Donc visiblement, je ne suis pas concernée. Enfin quoi qu'il en soit, je fais quand même le clonage pour vérifier si c'est bien le DD qui chicane. Et je vous tiendrai au courant.


----------



## pascalformac (31 Juillet 2014)

sinon, sans changement de dd interne,  on rappelle qu'on peut parfaitement utiliser un dd externe comme disque principal permanent

(evidemment regler pour que le mac démarre systématiquement sur ce volume et pas l'autre)

edit
PS et ne pas oublier d'allumer le dd externe


----------



## nekosenpai7 (31 Juillet 2014)

Bon... Mon iMac a redémarré tout seul pendant le processus de clonage. =/ J'ai remis le CCC en route. J'espère que ça va tenir le coup.

Edit: Encore un redémarrage autour de 18:30 :/ Il ne me l'a jamais fait autant.


----------



## nekosenpai7 (31 Juillet 2014)

Rebonjour,

Alors, dernière nouvelle, il ne cesse de bloquer après les clic clac. J'ai du mal à finir le clonage tellement c'est intempestif... Vraiment pénible. Et bien sur s'ensuit le redémarrage sans crier garre.

---------- Nouveau message ajouté à 21h42 ---------- Le message précédent a été envoyé à 20h41 ----------

Voilà, j'ai terminé le clonage. J'ai redémarré sous mon disque dur externe. Il a refait clic clac mais ma machine n'a pas bronché. Peut-être bien que c'est mon DD interne qui fait des siennes.


----------



## GraphiqueDesign (31 Juillet 2014)

As-tu vérifié l'état Smart de ton DD ?
Les clic-clic du DD ont toujours annoncé sa mort imminente _(si toutefois les bruits viennent de là)_.


----------



## Sly54 (1 Août 2014)

nekosenpai7 a dit:


> Voilà, j'ai terminé le clonage. J'ai redémarré sous mon disque dur externe. Il a refait clic clac mais ma machine n'a pas bronché. Peut-être bien que c'est mon DD interne qui fait des siennes.


Si tu n'as plus de soucis de lag sur le dd externe, alors tu as très probablement identifié le coupable.


----------



## nekosenpai7 (1 Août 2014)

GraphiqueDesign a dit:


> As-tu vérifié l'état Smart de ton DD ?
> Les clic-clic du DD ont toujours annoncé sa mort imminente _(si toutefois les bruits viennent de là)_.



Oui, ils viennent bien de mon DD interne. Là je tourne avec le DD externe et à part entendre l'autre cliqueter, mon ordi ne plante plus.

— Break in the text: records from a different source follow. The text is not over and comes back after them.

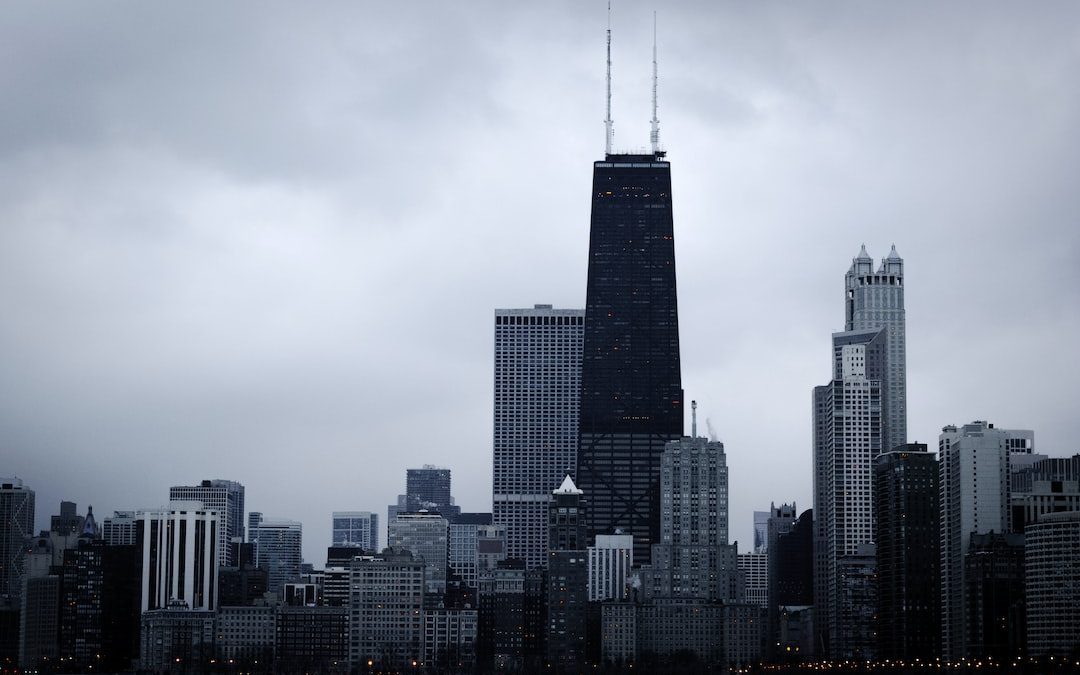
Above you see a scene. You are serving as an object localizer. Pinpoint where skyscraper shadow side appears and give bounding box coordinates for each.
[578,153,684,566]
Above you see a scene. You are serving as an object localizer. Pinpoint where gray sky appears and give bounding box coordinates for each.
[2,2,1078,564]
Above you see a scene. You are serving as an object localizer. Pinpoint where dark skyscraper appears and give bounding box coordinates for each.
[578,151,683,565]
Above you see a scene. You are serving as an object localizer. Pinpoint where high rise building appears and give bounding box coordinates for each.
[587,532,633,602]
[447,512,494,590]
[578,149,684,566]
[770,509,814,658]
[331,511,378,551]
[963,533,1026,659]
[50,501,81,535]
[169,479,245,567]
[939,420,1029,658]
[388,511,449,594]
[493,304,584,570]
[844,244,906,453]
[347,550,425,670]
[249,517,303,596]
[1024,510,1080,656]
[874,444,940,660]
[753,510,770,553]
[137,501,220,612]
[643,436,737,603]
[102,510,138,546]
[1009,454,1080,534]
[546,476,588,670]
[405,465,457,515]
[739,552,768,608]
[813,325,887,658]
[0,478,35,601]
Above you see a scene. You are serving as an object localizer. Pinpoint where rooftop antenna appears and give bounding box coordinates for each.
[691,400,698,438]
[650,11,660,155]
[605,0,614,157]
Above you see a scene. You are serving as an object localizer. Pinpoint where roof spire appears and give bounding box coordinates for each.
[650,11,660,155]
[605,0,614,156]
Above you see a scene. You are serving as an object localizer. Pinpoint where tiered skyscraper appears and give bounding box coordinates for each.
[578,151,683,565]
[813,245,906,659]
[492,305,584,569]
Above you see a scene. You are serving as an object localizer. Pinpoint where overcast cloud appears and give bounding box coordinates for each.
[2,1,1079,563]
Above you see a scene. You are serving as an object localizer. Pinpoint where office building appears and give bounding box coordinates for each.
[493,305,584,570]
[770,509,813,657]
[725,602,766,667]
[874,444,940,660]
[753,510,770,553]
[1009,454,1080,533]
[169,479,246,567]
[835,543,877,660]
[249,516,302,595]
[645,436,735,602]
[844,244,906,453]
[102,510,138,546]
[547,476,588,669]
[58,539,140,671]
[216,605,275,667]
[588,532,633,602]
[447,512,495,590]
[812,324,887,659]
[477,559,546,671]
[1025,510,1080,656]
[406,465,457,515]
[389,511,449,594]
[964,533,1026,659]
[739,552,768,608]
[50,501,82,536]
[138,605,216,672]
[137,501,219,612]
[331,511,378,551]
[347,550,425,670]
[276,605,349,672]
[578,149,684,566]
[425,605,479,672]
[939,420,1029,658]
[18,538,60,671]
[1,478,35,601]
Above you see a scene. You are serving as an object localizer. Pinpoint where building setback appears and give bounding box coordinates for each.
[493,305,584,570]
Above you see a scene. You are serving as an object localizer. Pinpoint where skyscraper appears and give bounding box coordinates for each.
[137,501,220,612]
[389,511,449,594]
[939,420,1029,658]
[845,244,906,453]
[249,517,303,596]
[1,478,35,601]
[405,465,455,514]
[578,151,683,565]
[169,479,245,567]
[874,444,940,660]
[331,511,378,551]
[813,326,887,658]
[493,305,584,570]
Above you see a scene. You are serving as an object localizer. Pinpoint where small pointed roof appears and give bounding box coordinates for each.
[856,244,871,260]
[81,505,99,538]
[886,243,901,259]
[554,474,583,495]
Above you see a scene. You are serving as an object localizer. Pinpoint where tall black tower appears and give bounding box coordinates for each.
[578,152,683,564]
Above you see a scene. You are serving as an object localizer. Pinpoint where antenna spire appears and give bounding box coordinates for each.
[604,1,614,157]
[650,11,660,155]
[691,400,698,438]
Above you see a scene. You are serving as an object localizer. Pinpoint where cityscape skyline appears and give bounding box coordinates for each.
[2,3,1080,569]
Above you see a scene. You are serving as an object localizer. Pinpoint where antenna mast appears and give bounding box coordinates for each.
[691,400,698,438]
[605,1,614,157]
[650,11,660,155]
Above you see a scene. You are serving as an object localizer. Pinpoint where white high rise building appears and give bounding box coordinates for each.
[939,420,1031,658]
[137,501,220,611]
[169,479,245,567]
[588,532,633,601]
[845,244,906,454]
[813,327,887,659]
[492,305,584,569]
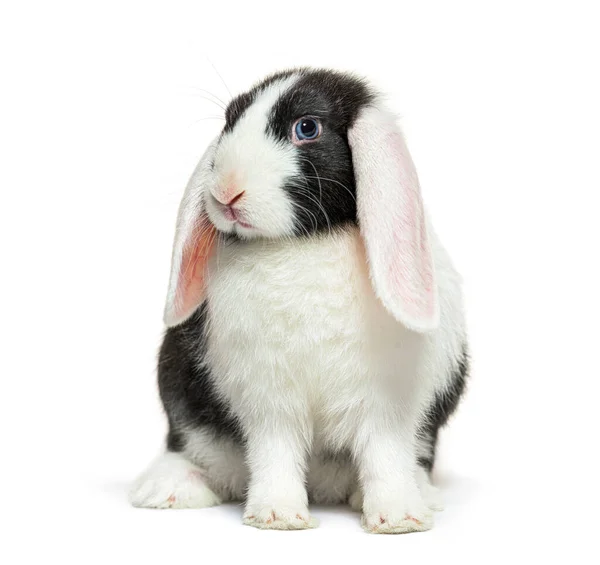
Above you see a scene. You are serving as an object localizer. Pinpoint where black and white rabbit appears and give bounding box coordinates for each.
[130,68,468,534]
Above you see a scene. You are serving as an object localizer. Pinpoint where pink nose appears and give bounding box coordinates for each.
[215,189,245,206]
[225,191,245,206]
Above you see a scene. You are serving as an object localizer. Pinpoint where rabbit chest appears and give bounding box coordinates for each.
[203,226,422,445]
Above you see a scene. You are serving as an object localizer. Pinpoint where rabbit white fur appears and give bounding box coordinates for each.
[130,69,467,534]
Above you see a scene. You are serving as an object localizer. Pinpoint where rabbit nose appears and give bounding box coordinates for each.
[213,180,245,206]
[224,190,245,206]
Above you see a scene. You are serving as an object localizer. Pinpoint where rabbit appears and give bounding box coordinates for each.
[129,68,468,534]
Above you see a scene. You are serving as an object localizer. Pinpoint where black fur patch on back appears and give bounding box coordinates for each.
[417,346,469,472]
[158,304,243,450]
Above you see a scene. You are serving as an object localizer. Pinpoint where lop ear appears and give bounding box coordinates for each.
[348,105,439,332]
[163,138,219,327]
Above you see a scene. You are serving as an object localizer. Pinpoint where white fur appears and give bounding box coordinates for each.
[199,224,463,532]
[205,76,300,239]
[350,466,443,512]
[129,451,221,509]
[415,465,444,511]
[137,81,466,533]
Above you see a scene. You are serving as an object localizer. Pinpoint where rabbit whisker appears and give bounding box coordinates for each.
[189,88,228,110]
[207,59,234,100]
[297,157,324,207]
[303,175,357,204]
[289,182,333,237]
[290,199,319,234]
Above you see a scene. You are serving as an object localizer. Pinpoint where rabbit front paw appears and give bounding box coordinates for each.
[361,489,433,534]
[243,503,317,530]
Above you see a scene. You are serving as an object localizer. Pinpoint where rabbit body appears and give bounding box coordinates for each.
[132,225,465,532]
[130,69,468,533]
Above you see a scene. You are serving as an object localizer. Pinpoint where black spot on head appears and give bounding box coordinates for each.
[223,91,254,133]
[267,69,375,236]
[223,69,299,133]
[268,69,374,139]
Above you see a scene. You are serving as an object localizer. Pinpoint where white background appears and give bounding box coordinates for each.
[2,1,599,563]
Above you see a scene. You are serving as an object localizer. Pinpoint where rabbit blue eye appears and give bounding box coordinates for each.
[294,118,320,141]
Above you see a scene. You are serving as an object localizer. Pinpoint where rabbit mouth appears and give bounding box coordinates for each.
[222,204,250,226]
[220,202,253,230]
[205,191,254,232]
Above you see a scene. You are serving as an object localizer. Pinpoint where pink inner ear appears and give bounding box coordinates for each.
[351,106,438,332]
[388,133,435,322]
[174,216,217,321]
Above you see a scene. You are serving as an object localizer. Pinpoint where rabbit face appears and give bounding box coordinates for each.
[204,69,374,239]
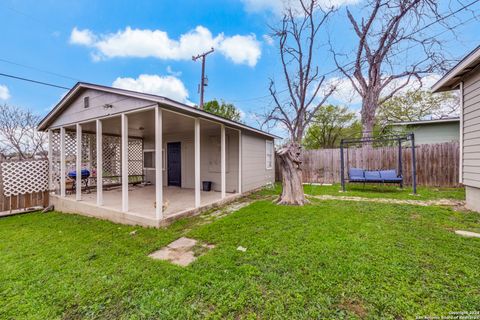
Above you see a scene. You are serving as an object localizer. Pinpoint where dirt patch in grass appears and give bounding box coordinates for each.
[198,195,275,225]
[307,194,465,207]
[338,298,367,318]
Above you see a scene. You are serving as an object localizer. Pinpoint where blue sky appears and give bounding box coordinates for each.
[0,0,479,133]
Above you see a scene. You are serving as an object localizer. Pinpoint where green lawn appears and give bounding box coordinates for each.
[1,189,479,319]
[261,183,466,201]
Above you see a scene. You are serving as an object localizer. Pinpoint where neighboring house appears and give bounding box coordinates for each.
[432,45,480,212]
[390,117,460,145]
[38,82,277,227]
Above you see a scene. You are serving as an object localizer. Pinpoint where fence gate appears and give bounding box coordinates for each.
[0,159,50,214]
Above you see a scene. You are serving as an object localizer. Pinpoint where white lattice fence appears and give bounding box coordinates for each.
[0,159,50,212]
[1,160,49,196]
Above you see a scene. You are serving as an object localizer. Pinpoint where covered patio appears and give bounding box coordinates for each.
[63,185,229,219]
[45,86,242,227]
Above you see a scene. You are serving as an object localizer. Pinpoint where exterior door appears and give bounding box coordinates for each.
[167,142,181,187]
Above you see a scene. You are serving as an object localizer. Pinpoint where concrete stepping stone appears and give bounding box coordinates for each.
[149,237,214,266]
[455,230,480,238]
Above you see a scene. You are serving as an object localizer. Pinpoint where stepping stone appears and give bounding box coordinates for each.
[149,237,214,266]
[455,230,480,238]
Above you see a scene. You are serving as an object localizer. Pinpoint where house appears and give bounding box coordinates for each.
[432,45,480,212]
[390,117,460,145]
[38,82,277,227]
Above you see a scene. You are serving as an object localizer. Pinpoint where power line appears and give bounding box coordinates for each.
[0,0,477,100]
[1,3,58,32]
[234,0,480,104]
[0,72,70,90]
[0,58,81,82]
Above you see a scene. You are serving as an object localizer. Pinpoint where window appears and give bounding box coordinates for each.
[266,140,274,169]
[143,150,155,169]
[84,96,90,108]
[143,149,166,170]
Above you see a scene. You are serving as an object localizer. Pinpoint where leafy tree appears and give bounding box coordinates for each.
[303,105,357,149]
[203,99,242,122]
[377,90,459,125]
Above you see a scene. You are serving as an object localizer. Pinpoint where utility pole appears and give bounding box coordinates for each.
[192,47,214,109]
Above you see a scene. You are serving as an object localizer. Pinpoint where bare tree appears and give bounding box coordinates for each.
[266,0,336,205]
[333,0,465,137]
[0,104,47,160]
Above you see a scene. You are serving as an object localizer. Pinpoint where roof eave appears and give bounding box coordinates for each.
[391,118,460,126]
[37,82,281,140]
[431,45,480,93]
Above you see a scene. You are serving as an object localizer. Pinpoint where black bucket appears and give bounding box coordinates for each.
[202,181,212,191]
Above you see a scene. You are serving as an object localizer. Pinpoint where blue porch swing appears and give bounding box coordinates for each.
[339,133,417,194]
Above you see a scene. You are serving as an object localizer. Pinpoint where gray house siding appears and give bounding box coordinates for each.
[50,89,154,128]
[241,131,275,192]
[463,71,480,189]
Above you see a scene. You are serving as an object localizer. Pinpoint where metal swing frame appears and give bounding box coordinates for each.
[339,132,417,194]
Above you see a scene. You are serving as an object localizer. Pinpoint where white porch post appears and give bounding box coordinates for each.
[60,127,66,197]
[155,106,163,219]
[194,118,201,208]
[121,113,129,212]
[76,123,82,201]
[238,131,242,194]
[220,124,226,199]
[96,119,103,206]
[48,129,53,192]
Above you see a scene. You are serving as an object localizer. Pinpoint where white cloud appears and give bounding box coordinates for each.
[324,77,362,104]
[325,73,443,105]
[70,27,96,46]
[217,34,261,67]
[70,26,262,67]
[166,66,182,77]
[112,74,190,104]
[241,0,360,15]
[263,34,274,46]
[0,85,10,100]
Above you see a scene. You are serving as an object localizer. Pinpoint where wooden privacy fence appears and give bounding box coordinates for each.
[276,142,460,187]
[0,159,50,214]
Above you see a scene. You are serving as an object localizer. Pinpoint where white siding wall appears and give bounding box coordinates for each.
[241,131,275,192]
[463,71,480,188]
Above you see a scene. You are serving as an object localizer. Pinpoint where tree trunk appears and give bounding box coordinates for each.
[361,95,378,138]
[362,119,374,138]
[276,142,307,205]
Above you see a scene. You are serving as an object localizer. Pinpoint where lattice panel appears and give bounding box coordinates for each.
[49,131,143,192]
[51,131,61,194]
[128,139,143,175]
[2,160,49,196]
[103,135,121,176]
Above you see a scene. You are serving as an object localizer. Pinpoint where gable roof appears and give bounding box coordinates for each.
[38,82,279,139]
[432,45,480,92]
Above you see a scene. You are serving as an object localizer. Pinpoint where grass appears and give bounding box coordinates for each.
[1,188,479,319]
[260,183,466,201]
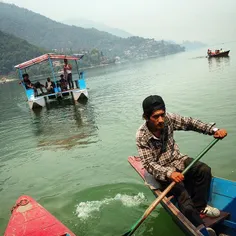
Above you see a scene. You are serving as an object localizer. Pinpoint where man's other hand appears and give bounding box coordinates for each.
[170,172,184,183]
[214,129,227,139]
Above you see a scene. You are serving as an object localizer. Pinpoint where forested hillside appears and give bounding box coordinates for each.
[0,2,184,59]
[0,30,45,75]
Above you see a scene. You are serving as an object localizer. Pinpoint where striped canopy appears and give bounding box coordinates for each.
[15,53,84,69]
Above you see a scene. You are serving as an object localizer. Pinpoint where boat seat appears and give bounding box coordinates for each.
[144,171,162,190]
[144,171,178,203]
[203,211,230,228]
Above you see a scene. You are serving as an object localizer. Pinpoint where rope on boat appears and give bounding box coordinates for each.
[11,199,29,213]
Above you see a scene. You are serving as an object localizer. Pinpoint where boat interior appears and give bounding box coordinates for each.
[128,156,236,236]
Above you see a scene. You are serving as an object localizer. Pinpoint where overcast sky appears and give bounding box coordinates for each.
[2,0,236,44]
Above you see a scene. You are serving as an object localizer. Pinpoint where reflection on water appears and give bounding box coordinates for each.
[38,133,98,150]
[30,98,98,150]
[191,56,207,59]
[208,56,230,72]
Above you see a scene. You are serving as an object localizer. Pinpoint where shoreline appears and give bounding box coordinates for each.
[1,51,185,82]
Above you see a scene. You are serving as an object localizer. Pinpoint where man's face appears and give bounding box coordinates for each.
[23,76,29,81]
[148,109,165,130]
[64,59,68,64]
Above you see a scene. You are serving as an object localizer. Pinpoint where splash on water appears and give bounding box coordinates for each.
[75,192,146,219]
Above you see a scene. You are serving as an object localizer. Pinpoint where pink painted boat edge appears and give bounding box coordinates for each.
[4,195,76,236]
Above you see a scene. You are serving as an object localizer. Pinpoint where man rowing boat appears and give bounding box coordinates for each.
[136,95,227,235]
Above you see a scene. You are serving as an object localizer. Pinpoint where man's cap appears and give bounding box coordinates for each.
[142,95,165,117]
[22,73,29,78]
[60,74,64,77]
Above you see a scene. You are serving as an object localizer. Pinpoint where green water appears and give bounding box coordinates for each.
[0,44,236,236]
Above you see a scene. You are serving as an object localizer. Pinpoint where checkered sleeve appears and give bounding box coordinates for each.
[136,139,176,181]
[168,113,216,135]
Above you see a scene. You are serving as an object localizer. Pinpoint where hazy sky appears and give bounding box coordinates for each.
[2,0,236,43]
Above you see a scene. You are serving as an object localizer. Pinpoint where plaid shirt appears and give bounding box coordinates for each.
[136,112,216,181]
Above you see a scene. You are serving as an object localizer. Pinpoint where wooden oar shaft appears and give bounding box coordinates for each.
[183,139,219,175]
[123,139,219,236]
[133,181,176,231]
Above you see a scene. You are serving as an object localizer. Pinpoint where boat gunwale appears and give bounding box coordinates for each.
[128,156,236,236]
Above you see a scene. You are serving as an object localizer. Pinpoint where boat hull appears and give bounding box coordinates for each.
[4,195,76,236]
[128,156,236,236]
[208,50,230,58]
[72,89,88,101]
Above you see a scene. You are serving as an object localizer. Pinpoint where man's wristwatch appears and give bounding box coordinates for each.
[212,127,219,134]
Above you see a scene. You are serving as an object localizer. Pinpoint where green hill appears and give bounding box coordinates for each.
[0,2,119,53]
[0,30,45,75]
[0,2,184,60]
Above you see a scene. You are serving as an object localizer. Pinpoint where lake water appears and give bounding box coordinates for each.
[0,44,235,236]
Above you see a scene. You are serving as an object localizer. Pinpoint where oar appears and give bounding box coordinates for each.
[122,138,219,236]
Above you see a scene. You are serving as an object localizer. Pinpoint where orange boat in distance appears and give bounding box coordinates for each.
[207,48,230,58]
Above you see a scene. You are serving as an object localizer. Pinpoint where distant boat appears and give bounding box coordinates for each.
[15,53,88,110]
[207,49,230,58]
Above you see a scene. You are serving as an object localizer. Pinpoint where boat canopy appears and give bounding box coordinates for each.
[14,53,84,70]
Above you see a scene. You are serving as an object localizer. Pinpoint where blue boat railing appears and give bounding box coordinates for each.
[26,89,35,100]
[75,71,86,89]
[54,87,61,93]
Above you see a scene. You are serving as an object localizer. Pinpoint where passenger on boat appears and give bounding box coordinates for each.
[45,77,55,94]
[136,95,227,235]
[21,73,45,96]
[63,59,74,89]
[58,74,68,91]
[79,71,83,79]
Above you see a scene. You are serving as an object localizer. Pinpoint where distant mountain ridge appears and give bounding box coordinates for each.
[181,41,207,51]
[162,39,207,50]
[0,2,118,53]
[64,18,133,38]
[0,2,185,75]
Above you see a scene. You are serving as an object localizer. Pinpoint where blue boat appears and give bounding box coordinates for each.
[15,53,88,109]
[128,156,236,236]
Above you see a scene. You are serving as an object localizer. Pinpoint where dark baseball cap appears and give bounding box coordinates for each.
[22,73,29,78]
[142,95,166,117]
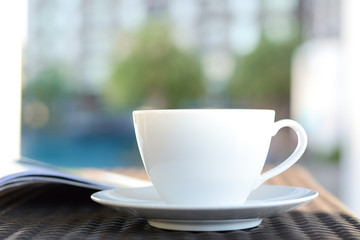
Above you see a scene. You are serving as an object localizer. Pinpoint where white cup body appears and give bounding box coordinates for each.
[133,109,280,206]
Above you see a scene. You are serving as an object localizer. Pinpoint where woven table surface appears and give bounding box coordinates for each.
[0,165,360,240]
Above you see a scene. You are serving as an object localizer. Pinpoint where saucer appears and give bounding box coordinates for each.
[91,185,318,231]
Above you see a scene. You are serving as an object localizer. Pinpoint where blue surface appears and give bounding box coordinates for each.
[21,133,143,168]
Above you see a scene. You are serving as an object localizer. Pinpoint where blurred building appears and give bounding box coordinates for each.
[25,0,298,95]
[300,0,340,39]
[26,0,125,92]
[291,0,341,152]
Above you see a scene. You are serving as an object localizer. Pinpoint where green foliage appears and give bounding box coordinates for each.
[311,145,341,164]
[23,66,70,103]
[103,22,205,110]
[22,66,71,130]
[228,35,300,105]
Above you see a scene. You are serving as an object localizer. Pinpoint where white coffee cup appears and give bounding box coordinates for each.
[133,109,307,206]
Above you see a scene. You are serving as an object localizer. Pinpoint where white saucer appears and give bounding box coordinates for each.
[91,185,318,231]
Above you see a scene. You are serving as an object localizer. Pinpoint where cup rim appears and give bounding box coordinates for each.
[133,109,275,114]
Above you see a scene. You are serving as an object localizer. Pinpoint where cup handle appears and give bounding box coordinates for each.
[252,119,308,190]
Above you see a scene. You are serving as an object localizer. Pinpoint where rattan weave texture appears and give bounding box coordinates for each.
[0,166,359,240]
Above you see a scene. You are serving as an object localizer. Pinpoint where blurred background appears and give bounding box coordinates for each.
[22,0,305,168]
[2,0,360,216]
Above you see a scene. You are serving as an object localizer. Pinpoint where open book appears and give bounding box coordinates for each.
[1,158,151,194]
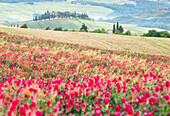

Le Smart était Ok pour l'interne ceci dit... ce qui est étrange.



Sly54 a dit:


> Si tu n'as plus de soucis de lag sur le dd externe, alors tu as très probablement identifié le coupable.



Et oui. Par contre, le bruit du cliquetis est insupportable, y a-t-il moyen d'éteindre le DD interne? Je ne suis pas très douée avec tout ça... enfin, je me débrouille quoi. Déjà bien contente que mon ordinateur ne plante plus et ne redémarre plus tout seul... ;;


----------



## pascalformac (1 Août 2014)

rappel de ce que dit Sly
_ redémarrer sur l'externe et *éjecter* le dd interne._

Si cliquetis est vraiment le dd interne ( et ca semble etre ca)  l'ejecter le rend  inactif


----------



## r e m y (1 Août 2014)

Le DD interne qui doit s'afficher sur le bureau, éjecte-le.
Il ne devrait plus se faire entendre


----------



## nekosenpai7 (1 Août 2014)

Aaah nickel! Merci beaucoup pour vos réponses!


----------